Но и этот вполне мирный сюжет Октябрьской революции, которую с полным правом можно назвать бархатной и гордиться таким бескровным переворотом, показался советским идеологам неказистым, не героическим, и тогда на десятилетие революции придумали какой-то мифологический штурм, строчащие пулеметы, рвущиеся гранаты, море крови… Ветеранам 1917 г. было рекомендовано не перечить официальной версии. На самом же деле, если бы такой штурм имел место, то от толпы, бегущей с винтовками к Зимнему, ничего бы не осталось. Ее разорвало бы в клочья, ибо бегущие на штурм представляли бы собой прекрасную мишень. Даже один пулемет «максим» расстрелял бы всех бегущих революционных солдат и матросов, не говоря уже о десятках ружей, одной пушки и нескольких пулеметах, которые имелись у юнкеров вокруг Зимнего. Ясное дело, что все это оружие так и не выстрелило вечером 25 октября. Эго единственное, что можно поставить в заслугу организаторскому таланту Ленина. Так, совершенно безобидно и мирно началась диктатура пролетариата, утопившая страну в крови.
Святослав
Личность киевского князя, которого русские варяги называли Сфендислейвом, славяне — Святославом, а греки — Сфендославом, неоднозначно трактуется в русской истории.
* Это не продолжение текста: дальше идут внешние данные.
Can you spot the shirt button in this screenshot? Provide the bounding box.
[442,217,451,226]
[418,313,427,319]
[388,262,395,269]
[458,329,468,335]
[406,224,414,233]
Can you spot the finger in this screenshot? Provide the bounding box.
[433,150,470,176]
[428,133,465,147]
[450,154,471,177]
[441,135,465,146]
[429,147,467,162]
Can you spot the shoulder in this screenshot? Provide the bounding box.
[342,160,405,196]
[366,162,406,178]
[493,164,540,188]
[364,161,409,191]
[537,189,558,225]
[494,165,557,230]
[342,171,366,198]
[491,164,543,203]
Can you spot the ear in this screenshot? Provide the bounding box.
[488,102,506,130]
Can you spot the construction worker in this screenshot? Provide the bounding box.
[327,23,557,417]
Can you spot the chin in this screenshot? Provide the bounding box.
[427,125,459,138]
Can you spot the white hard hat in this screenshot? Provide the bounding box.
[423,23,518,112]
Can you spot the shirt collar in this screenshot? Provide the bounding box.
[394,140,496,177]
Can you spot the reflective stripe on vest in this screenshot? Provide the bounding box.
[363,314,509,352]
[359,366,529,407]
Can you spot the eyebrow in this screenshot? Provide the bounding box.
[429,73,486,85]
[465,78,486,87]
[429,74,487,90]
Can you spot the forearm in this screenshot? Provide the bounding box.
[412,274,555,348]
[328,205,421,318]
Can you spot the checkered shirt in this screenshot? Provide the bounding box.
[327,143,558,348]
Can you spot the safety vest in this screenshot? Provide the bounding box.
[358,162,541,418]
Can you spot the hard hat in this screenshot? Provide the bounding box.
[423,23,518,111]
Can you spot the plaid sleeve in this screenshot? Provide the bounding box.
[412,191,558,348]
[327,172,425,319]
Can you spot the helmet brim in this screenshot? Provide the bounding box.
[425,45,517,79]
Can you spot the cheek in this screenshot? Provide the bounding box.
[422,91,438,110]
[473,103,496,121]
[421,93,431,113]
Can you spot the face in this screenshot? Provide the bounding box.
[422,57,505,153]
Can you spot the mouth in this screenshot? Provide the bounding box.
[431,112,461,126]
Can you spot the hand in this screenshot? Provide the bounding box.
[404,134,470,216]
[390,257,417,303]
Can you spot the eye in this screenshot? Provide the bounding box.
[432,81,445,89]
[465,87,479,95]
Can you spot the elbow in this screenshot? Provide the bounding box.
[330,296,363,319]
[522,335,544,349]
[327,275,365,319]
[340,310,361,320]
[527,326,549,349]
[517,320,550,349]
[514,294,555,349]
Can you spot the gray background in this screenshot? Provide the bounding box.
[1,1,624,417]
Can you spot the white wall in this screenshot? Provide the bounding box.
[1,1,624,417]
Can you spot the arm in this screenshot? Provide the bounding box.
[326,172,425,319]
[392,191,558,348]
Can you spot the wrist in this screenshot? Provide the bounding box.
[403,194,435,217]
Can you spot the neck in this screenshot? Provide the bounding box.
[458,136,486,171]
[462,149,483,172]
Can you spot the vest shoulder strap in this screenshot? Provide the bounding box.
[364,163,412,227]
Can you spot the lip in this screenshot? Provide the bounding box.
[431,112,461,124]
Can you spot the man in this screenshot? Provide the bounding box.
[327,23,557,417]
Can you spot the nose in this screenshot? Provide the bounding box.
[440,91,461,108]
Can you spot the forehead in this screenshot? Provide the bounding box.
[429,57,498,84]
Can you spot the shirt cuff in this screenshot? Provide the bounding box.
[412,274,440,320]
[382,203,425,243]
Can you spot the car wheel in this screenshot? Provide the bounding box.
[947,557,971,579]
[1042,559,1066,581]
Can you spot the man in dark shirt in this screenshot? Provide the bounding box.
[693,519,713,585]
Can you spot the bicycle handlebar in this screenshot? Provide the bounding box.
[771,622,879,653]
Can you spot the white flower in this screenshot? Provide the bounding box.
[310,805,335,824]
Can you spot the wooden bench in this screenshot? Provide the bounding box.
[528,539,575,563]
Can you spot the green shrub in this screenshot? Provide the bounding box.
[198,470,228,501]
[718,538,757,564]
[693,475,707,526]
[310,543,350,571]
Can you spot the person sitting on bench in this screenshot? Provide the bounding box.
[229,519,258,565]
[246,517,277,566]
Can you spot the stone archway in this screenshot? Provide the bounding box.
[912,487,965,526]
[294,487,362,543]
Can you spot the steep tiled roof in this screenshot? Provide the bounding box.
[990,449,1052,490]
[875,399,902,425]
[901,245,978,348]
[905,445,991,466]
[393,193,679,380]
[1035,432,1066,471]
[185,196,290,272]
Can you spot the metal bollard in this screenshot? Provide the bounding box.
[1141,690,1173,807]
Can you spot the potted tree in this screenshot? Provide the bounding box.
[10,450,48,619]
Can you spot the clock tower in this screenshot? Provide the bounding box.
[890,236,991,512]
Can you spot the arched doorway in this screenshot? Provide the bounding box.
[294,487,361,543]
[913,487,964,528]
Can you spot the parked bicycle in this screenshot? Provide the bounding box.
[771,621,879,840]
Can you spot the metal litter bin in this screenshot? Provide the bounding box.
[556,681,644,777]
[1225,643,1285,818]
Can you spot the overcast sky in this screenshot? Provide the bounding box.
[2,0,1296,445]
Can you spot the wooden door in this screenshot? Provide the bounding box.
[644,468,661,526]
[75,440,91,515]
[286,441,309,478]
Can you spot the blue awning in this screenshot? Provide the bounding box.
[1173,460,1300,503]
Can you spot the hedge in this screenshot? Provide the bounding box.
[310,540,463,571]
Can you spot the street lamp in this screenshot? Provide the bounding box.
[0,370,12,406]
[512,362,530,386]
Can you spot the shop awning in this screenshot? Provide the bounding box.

В советскую эпоху из Святослава сделали эдакого Чапаева древнерусской истории, а в российских дореволюционных источниках (Карамзин) к Святославу были кое-какие вопросы, мол, много и бесплодно воевал за пределами Руси, без пользы для государства, не увеличил русских пределов, чересчур увлекался войной, тормозил распространение христианства, к которому призывала его мать Ольга, крестившаяся в 955 г. в Константинополе (Царьграде, как его называли на Руси).
Так же противоречив образ князя и в исполнении российских и украинских художников, в том числе современных: то как карикатурный персонаж, где русского князя можно легко принять за пожилого грузинского рыбака, то сильно приукрашенный, словно спустившийся на Землю архангел Михаил. А ведь имеется достаточно четкий словесный портрет Святослава. Так, греки в 971 г. описали русского предводителя как человека «дикого ликом, с голубыми глазами, косматыми бровями, плоским (курносым) носом, с длинными усами и редкой бородой, невысокого, но широкоплечего, с сильной грудью и шеей». В ухе князя была серьга с бриллиантом, голова обрита, лишь на макушке оставлен клок волос. Странным образом современные художники из подробного греческого описания используют лишь эти детали — длинные усы и клок волос на макушке. Украинцы, понятное дело, изображают Святослава как типичного запорожского казака с длинным оселедцем на голове, а старые московские портреты изображают Святослава в виде карточного короля, даже близко не похожего на достаточно молодого (погиб около 33 лет от роду) князя. Русские художники рисовали своих князей наугад, так же, как и монголы изображали Чингисидов.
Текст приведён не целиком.